Briefly cover topics to give you a very barebones introduction to machine learning.
Let’s try to understand machine learning.
In this post I’ll briefly cover topics to give you a very barebones introduction to machine learning.
Don’t worry if you’re not some prodigy or from some advanced civilization — the only knowledge you need to understand this is basic high school maths.
Microsoft defines Machine Learning as:
“Machine learning (ML) is the process of using mathematical models of data to help a computer learn without direct instruction.”
Machine Learning is getting computers to program themselves. If programming is automation, then machine learning is automating the process of automation. Wait. Did that make sense?
Machine learning is the science of getting computers to act without being explicitly programmed. That any better?
It is safe to say that there’s an unprecedented amount of definitions for machine learning.
I personally like to define it as “Machine learning involves us giving the computer some data and telling it to go learn from that data”. Basically like imitating a human. Learning from experience, so to speak. It’s like gardening. The seeds are the algorithms, the nutrients is the data, the gardener is us, people and plants are the programs.
Now if the definition was clear, we can move on to understanding a little better using some real-world applications.
Some interesting ways we can apply machine learning in the real world:
What is your area of interest and how could you use machine learning in that particular field?
There are tens of thousands of machine learning algorithms and hundreds of new algorithms are developed every year.
Machines need a lot of data to function, to learn from, and ultimately make decisions based on it, like I mentioned in my definition. This data can be any unprocessed fact, value, sound, image, text which can be interpreted and analyzed.
Once a dataset is ready, it is used for training, validating, and testing the ML model. Bigger the data set, better the learning opportunities for the model, higher are the chances of achieving accuracy in results.
This is where the 5Vs of Data come into play. Volume, Variety, Veracity, Velocity & Value.
Volume — Large data set makes it easy for the model to make the most optimal decisions.
Variety — The data set can have different forms of data such as images and videos. Variety in data has significance in ensuring accuracy in results.
Velocity — The speed at which the data is accumulated in the data set matters.
Value — The data set should have meaningful information on it.
Veracity — Accuracy in data is important while maintaining a data set.

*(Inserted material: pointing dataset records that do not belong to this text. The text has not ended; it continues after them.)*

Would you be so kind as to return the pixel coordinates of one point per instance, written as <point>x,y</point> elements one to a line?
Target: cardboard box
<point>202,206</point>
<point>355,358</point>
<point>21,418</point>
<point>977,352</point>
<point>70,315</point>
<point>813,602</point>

Simply consider an algorithm as a mathematical or logical program that turns a data set into a model. There are different types of algorithms that can be chosen, depending on the type of problem that the model is trying to solve, resources available, and the nature of data.
In Machine learning, a model is a computational representation of real-world processes. An ML model is trained to recognize certain types of patterns by training it over a set of data using relevant algorithms. Once a model is trained, it can be used to make predictions.
To better explain this, let’s take a very simple example, if you feed the model images of cars with their respective names over an extended period of time, the model will now be able to recognize images of new cars and over time it will be able to predict with high accuracy the car’s name/make.
This also covers feature extraction. You need to input optimal and adequate data from data sets and never overfit it. Overfitting can be detrimental to the overall performance of the model.
Training includes approaches that allow ML models to identify patterns, and make decisions. There are different ways to achieve this including supervised learning, unsupervised learning, reinforcement learning, etc. All of which I will cover later in this post.
Now that we’ve gone over the key elements to machine learning, let’s discuss about the various methods of learning.
As with any method, there are different ways to train machine learning algorithms, each with their own advantages and disadvantages. To understand the pros and cons of each type of machine learning, we must first look at what kind of data they ingest. In ML, there are two kinds of data — labeled data and unlabeled data.
Labeled data has both the input and output parameters in a completely machine-readable pattern
Unlabeled data only has one or none of the parameters in a machine-readable form.
Three main methods of learning are implemented today, Supervised Learning, Unsupervised Learning, Reinforcement Learning.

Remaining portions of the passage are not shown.